- Developers: Eagle Berns Holly Thomason
- Publisher: Penguin Software
- Platform: Apple II
- Release: 1983
- Genre: Adventure
- Mode: Single-player

= The Coveted Mirror =

1983 video game

The Coveted Mirror is a graphic adventure for the Apple II published in 1983 by Penguin Software. It was created by Eagle Berns and Holly Thomason. A version with a more advanced text parser was released in 1986 and ported to additional systems.

==Plot==
The land of Starbury was taken over by Voar the evil. During his grasp for power, Voar tried to seize the magic mirror but broke it into five pieces; luckily, he was only able to grab four of the pieces. it is up to you, the hero, to find the fifth and final piece in order to break Voar's rule and save the people of Starbury.

==Gameplay==

The interior of the prison tower with the command prompt below it.
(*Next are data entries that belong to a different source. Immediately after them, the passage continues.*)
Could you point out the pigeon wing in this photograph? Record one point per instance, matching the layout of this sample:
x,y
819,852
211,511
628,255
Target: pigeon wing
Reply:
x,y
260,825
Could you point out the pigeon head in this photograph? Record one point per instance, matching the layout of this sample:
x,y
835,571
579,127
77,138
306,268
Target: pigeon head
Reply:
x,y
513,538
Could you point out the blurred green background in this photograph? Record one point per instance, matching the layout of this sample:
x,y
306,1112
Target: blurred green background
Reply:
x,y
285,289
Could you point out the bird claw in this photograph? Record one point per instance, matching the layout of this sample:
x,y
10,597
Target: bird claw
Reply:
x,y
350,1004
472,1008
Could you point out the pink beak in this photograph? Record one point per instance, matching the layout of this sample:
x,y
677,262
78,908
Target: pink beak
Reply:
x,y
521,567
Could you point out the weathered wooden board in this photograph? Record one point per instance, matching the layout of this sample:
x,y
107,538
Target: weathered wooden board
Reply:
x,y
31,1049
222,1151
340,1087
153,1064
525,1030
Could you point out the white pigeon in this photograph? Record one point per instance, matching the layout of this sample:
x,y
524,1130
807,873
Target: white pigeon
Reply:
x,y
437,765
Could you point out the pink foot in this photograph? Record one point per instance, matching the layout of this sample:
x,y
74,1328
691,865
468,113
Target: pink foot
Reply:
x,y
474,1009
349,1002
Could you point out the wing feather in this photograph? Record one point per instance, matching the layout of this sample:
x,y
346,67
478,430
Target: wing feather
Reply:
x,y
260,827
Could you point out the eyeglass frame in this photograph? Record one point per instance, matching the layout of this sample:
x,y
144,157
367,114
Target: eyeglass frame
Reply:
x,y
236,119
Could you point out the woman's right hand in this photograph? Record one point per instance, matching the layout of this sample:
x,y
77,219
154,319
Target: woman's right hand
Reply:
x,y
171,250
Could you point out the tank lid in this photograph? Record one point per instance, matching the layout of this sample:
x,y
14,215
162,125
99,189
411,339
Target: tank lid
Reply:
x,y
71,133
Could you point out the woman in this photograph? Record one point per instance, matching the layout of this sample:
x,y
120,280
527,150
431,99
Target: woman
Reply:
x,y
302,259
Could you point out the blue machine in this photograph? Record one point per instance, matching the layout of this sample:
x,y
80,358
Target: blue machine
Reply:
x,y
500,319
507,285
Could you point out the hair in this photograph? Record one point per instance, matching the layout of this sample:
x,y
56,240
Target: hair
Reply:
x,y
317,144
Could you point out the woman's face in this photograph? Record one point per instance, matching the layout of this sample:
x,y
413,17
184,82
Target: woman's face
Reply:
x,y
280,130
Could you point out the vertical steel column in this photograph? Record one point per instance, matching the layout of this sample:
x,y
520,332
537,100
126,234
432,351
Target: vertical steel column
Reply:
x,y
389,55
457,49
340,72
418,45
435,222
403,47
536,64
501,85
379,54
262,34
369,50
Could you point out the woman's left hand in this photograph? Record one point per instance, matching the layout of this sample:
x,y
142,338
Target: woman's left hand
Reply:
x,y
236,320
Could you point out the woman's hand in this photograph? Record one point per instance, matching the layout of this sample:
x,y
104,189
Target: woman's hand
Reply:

The player types textual commands at the bottom of the screen below an image of the current location.

The Coveted Mirror involves frequent, timed escapes from the jail tower. Within a limited timeframe, indicated by an hourglass, the player must search the castle, find objects, and talk to people, and return to the cell by the time the jailer makes his rounds. This timed element adds another dimension to the exploration and puzzle solving.

The original release includes action sequences such as a jousting game and a fishing game. The later Comprehend version, released in 1986, replaces the two-word parser with a full-sentence parser, but replaced the action elements with puzzles.

==Reception==
Softline in 1984 called The Coveted Mirror "a great balance of magic and mystery". The magazine liked the "intelligent" parser with built-in hints and the "remarkably well done yet nonviolent" arcade sequences, and concluded that it "is probably the best graphic adventure of the year". Creative Computing praised the game's graphics, and approved of the arcade segments as "a refreshing break from 'adventure monotony'". The magazine concluded that The Coveted Mirror "is one of the best graphics adventures" for Apple.